Avanço Lento na Representatividade Feminina: Mais Candidatas, Poucas Eleitas
O cenário político brasileiro tem testemunhado um aumento notável na participação feminina nas disputas eleitorais. Entre 1998 e 2022, o número de candidaturas de mulheres à Câmara dos Deputados cresceu impressionantes 925%, passando de 358 para 3.668. Um salto significativo que demonstra a crescente vontade das mulheres de ocupar espaços de poder e representação no país.
No entanto, essa expansão na quantidade de candidaturas não se traduziu em um avanço proporcional na ocupação de cargos legislativos. Enquanto o número de mulheres buscando cadeiras mais que decuplicou, o total de deputadas eleitas no mesmo período apresentou um crescimento de 210%, elevando-se de 29 para 90. Esses dados, divulgados pelo Portal da Classe Política, revelam um desafio persistente na consolidação da presença feminina no Congresso Nacional.

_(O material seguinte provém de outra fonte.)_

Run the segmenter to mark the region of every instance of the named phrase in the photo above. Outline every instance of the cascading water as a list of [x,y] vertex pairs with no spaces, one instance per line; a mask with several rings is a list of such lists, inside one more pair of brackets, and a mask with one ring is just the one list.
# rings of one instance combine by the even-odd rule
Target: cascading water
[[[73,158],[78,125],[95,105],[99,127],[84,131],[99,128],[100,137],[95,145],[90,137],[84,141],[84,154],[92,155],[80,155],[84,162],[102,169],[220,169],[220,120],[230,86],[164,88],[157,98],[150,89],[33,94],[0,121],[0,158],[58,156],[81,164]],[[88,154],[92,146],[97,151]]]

Apesar de as eleições de 2022 terem registrado índices históricos, com as mulheres alcançando 17,5% das cadeiras na Câmara e 17,8% nas assembleias estaduais, esses percentuais ainda estão distantes da paridade de 50% e aquém do piso de 30% de candidaturas estabelecido pela legislação. A análise aponta que, embora as leis de cotas tenham impulsionado o lançamento de nomes femininos, as condições de disputa para homens e mulheres não foram equiparadas.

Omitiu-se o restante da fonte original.